Source: Reuters
By:
(WASHINGTON) — The U.S. Supreme Court (news – web sites) said on Monday it will decide whether a zoning ordinance that bars operation of more than one adult entertainment business at a single location violates constitutional free-speech rights.
The high court agreed to hear an appeal by Los Angeles defending its ordinance prohibiting the operation of adult businesses that both sell adult products and contain facilities to view adult movies or videos.
A federal judge in California and a U.S. appeals court said the ordinance violated free-speech rights because the city had failed to study and provide adequate evidence of negative effects from the combinations, such as an adult bookstore with an adult arcade, in the same location.
The justices will hear arguments in the case, in which more than 100 California cities supported the Los Angeles appeal, and then will issue its decision during its term that begins in October.
The case involved Alameda Books Inc. and Highland Books Inc., two adult businesses that rent and sell sexually oriented products, including videotapes. They both provide booths where customers can view videotapes for a fee.
In 1995, a city building inspector found that Alameda was operating both as an adult bookstore and arcade in the same building in violation of the 1983 zoning ordinance.
The two businesses then joined together, asking a federal judge to prevent enforcement of the ordinance on First Amendment grounds. The judge agreed, and the appeals court also ruled against Los Angeles.

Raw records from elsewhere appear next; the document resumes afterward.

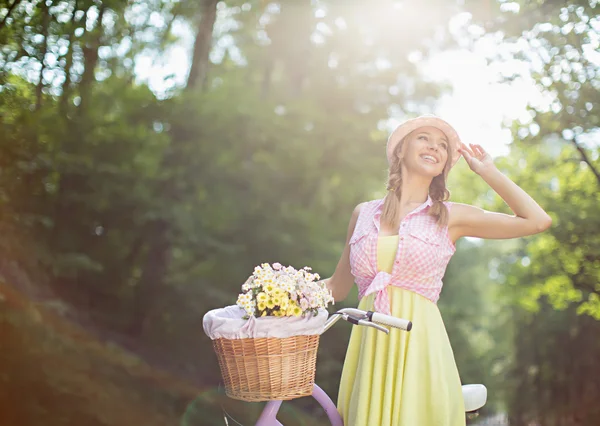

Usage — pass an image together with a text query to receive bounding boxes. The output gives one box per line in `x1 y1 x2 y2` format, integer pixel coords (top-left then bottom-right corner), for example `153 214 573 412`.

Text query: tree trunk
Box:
131 0 218 336
59 0 79 119
79 3 106 116
35 1 51 111
130 220 171 337
186 0 218 90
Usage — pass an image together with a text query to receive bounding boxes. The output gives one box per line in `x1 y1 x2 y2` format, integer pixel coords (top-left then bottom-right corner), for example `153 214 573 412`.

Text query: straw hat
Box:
387 115 461 167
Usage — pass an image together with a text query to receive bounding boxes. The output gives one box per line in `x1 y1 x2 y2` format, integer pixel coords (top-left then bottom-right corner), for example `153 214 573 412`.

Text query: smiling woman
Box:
327 116 550 426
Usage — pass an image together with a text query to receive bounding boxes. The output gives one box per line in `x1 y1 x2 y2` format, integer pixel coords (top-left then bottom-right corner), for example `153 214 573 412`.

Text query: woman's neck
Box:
400 174 431 206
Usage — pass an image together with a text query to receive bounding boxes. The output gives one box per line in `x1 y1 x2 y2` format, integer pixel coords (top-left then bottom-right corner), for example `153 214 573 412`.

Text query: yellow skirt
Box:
338 287 466 426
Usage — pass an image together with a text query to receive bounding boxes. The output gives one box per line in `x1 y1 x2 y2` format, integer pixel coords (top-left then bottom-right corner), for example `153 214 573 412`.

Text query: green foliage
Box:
0 0 600 424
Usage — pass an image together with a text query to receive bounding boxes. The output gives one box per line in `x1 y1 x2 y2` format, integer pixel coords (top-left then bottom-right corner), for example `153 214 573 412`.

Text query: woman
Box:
326 116 552 426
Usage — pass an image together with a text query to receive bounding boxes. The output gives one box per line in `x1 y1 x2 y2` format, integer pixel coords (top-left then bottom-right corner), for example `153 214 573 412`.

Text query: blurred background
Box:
0 0 600 426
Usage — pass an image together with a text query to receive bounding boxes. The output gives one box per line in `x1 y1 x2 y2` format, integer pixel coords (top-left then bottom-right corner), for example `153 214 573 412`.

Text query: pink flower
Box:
300 298 310 311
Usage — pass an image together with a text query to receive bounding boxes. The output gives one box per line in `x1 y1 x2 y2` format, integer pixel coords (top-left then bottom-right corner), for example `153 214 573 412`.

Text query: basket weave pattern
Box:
213 335 320 402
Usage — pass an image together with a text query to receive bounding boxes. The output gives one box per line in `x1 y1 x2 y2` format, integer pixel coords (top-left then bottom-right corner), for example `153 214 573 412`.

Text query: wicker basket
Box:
213 335 320 402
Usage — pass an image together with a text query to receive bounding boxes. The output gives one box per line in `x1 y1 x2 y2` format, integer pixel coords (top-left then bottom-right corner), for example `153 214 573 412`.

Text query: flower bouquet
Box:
237 263 333 318
203 263 333 401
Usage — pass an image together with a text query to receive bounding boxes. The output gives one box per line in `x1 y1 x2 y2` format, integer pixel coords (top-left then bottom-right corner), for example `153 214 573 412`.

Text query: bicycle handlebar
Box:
367 311 412 331
323 308 412 334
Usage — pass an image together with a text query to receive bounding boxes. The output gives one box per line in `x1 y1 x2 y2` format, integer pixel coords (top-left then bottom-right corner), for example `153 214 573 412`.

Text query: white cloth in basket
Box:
202 305 328 340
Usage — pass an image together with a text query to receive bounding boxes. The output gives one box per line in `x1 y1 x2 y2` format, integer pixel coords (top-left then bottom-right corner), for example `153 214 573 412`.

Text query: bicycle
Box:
192 308 487 426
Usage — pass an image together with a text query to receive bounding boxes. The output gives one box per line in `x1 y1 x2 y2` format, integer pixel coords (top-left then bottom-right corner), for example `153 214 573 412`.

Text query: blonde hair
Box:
381 132 452 229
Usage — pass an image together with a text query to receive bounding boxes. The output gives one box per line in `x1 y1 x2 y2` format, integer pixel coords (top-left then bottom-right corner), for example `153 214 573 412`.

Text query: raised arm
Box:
323 204 362 302
449 145 552 241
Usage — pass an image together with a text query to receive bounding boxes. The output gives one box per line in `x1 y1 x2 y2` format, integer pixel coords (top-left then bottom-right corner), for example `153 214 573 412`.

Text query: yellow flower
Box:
256 291 267 303
279 294 290 309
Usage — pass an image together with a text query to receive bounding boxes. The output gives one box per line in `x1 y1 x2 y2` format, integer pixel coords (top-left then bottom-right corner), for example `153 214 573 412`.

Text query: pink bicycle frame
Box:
256 383 344 426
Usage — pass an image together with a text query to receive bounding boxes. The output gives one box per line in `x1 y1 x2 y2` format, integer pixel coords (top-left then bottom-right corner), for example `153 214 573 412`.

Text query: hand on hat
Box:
458 143 495 175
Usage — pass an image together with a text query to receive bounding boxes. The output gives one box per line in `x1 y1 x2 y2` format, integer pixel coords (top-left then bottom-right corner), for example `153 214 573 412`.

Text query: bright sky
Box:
136 8 542 160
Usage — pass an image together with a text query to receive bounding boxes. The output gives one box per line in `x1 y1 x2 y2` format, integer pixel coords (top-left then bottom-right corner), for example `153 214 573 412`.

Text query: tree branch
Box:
0 0 21 30
571 137 600 186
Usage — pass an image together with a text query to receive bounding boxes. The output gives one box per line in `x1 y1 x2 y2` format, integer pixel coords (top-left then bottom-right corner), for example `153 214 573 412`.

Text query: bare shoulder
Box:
448 202 484 228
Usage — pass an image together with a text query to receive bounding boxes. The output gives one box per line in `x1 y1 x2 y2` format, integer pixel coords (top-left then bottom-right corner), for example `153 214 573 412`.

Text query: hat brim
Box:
387 115 461 168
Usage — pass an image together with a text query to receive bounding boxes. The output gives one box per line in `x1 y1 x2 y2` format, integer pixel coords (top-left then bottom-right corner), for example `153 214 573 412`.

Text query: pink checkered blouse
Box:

The city in 1978 adopted an ordinance that prohibits the establishment of an adult business within 1,000 feet (305 meters) of another such business or within 500 feet (152 meters) of a religious institution, school or public park.
The regulations followed a comprehensive study that found a connection between concentrations of adult businesses and increases in crimes, such as prostitution, robberies and assaults.
The city amended the ordinance in 1983 to prohibit so-called “multiple use” adult businesses, but did not document the harm from such combinations, relying instead on laws from other jurisdictions.